Age of the Reason

The Age of Reason was a period of great intellectual activity that began in the 1600’s and lasted until the late 1700’s. The period is also called the Enlightenment. Philosophers of the Age of Reason stressed the use of reason, as opposed to the reliance on authority and scriptural revelation. For them, reason provided means of attaining the truth about the world and of ordering human society to assure human well-being. The leading philosophers included Descartes, Locke, Berkeley, and Hume. They also included Jean Jacques Rousseau, Voltaire, Denis Diderot, and other members of a group of French philosophers called the philosophes.

Locke’s philosophic ideas were characteristic of the Age of Reason. Locke sought to determine the limits of human understanding and to discover what can be known within those limits that will serve as a guide to life and conduct. He tried to show that people should live by the principles of toleration, liberty, and natural rights. His Two Treatises of Government (1690) provided the philosophic base for the Revolutionary War in America and the French Revolution in the late 1700’s.

The Philosophy of Immanuel Kant, a great German philosopher of the late 1700’s, became the foundation for nearly all later developments in philosophy. Kant’s philosophy is called critical philosophy or transcendental philosophy. Kant was stimulated by the skeptical philosophy of Hume to try to bring about a synthesis of rationalism and empiricism. In his Critique of Pure Reason (1781), Kant tried to provide a critical account of the powers and limits of human reason, to determine what is knowable and what is unknowable. Kant concluded that reason can provide knowledge only of things as they appear to us, never of things as they are in themselves. Kant believed that the mind plays an active role in knowing and is not a mere recorder of facts presented by the senses. The mind does this through basic categories or forms of understanding, which are independent of experience and without which our experience would not make sense. Through such categories and the operations of the mind, working on sense experience, we can have knowledge, but only of things that can be experienced.

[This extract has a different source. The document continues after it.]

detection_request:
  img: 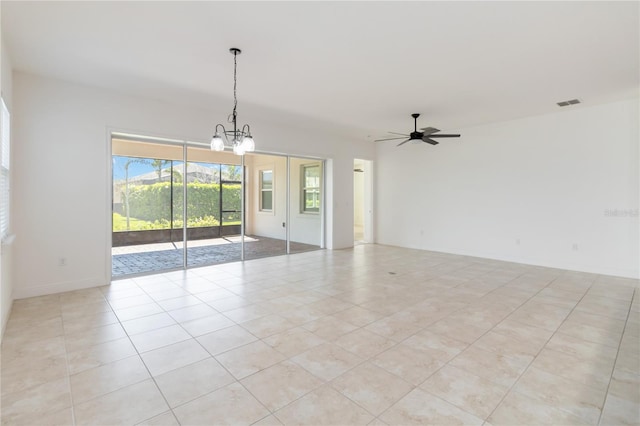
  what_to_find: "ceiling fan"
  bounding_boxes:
[375,113,460,146]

Kant criticized the traditional arguments for the existence of God. He argued that they are all in error because they make claims that go beyond the possibility of experience and thus go beyond the powers of human reason. In his Critique of Practical Reason (1788), Kant argued that practical reason (reason applied to practice) can show us how we ought to act and also provides a practical reason for believing in God, though not a proof that God exists.